= Tudur Hallam =

Welsh academic and poet

Tudur Hallam (born c. 1975) is a Welsh poet and academic from Ammanford, Carmarthenshire. He has won the Chair at the National Eisteddfod of Wales twice, in 2010 and 2025.

==Early life==
Hallam was born in Morriston, Swansea, but grew up in Penybanc near Ammanford, Carmarthenshire. He went to school at Ysgol Gyfun Maes-yr-Yrfa in Cefneithin. He is the brother of writer Gwion Hallam. He went on to study at Aberystwyth University.

==Poetry==
Hallam had been writing poetry since the sixth form. While at university he won the Chair at the Inter-collegiate Eisteddfod twice, for his cynghanedd poetry. He went on to win the Prose Medal at the Urdd National Eisteddfod in 1995, followed by the Urdd Chair in 1999.

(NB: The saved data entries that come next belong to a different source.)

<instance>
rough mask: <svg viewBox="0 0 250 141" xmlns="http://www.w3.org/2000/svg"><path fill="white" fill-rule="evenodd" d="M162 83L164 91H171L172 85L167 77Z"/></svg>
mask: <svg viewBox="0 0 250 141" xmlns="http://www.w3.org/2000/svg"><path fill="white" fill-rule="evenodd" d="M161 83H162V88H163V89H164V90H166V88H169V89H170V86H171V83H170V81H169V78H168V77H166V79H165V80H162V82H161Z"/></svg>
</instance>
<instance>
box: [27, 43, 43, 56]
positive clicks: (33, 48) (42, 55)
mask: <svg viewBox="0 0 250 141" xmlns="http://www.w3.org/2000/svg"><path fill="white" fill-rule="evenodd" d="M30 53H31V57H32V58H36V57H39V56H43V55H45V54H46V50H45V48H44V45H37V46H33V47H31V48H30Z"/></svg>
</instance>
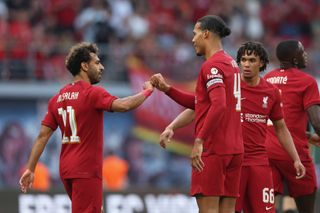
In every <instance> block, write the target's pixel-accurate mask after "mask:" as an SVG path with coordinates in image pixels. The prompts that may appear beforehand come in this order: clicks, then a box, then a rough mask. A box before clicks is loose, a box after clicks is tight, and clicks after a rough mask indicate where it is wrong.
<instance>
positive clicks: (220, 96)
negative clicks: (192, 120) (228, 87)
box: [196, 87, 226, 140]
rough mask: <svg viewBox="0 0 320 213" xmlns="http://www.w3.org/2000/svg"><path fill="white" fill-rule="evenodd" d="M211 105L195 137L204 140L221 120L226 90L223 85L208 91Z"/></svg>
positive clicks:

After two unsuccessful attempts, in August 2010 Hallam won the Chair at the National Eisteddfod of Wales in Ebbw Vale. The subject of his cynghanedd poetry was Ennill Tir ('Gaining Ground').

At the 2025 National Eisteddfod in Wrexham, Hallam won the Chair for a second time. On the subject of Dinas ('City') he wrote about coaching a girls football team and, following their victory against a city team, he describes going to Glangwili Hospital to receive a cancer diagnosis. One of the judges described the work as "raw" and "unlike any other awdl or poem I’ve seen win the Chair or the Crown at the National Eisteddfod".

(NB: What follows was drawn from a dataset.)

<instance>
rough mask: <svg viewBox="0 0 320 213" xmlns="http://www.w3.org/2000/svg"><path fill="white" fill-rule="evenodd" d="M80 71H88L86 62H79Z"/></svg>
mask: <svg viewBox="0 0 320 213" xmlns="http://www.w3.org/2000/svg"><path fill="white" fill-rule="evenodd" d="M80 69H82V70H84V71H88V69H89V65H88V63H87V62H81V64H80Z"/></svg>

Hallam published a volume of poetry, Parcio, in 2019. Following his 2025 victory, in February 2026 he published a second volume, Y Golau y Gadair ('The Lights of the Chair').

==University career==
In 1999 Hallam took on an academic post at Swansea University's Welsh Department. He became Head of the Department of Welsh and a professor engaged in teaching and research. He retired on health grounds in 2025. In December 2025 the university awarded him with an Honorary Doctor of Letters.

==Personal life==
Hallam is married and has three children, Garan, Bedo and Edwy. He lives in Foelgastell, Carmarthenshire.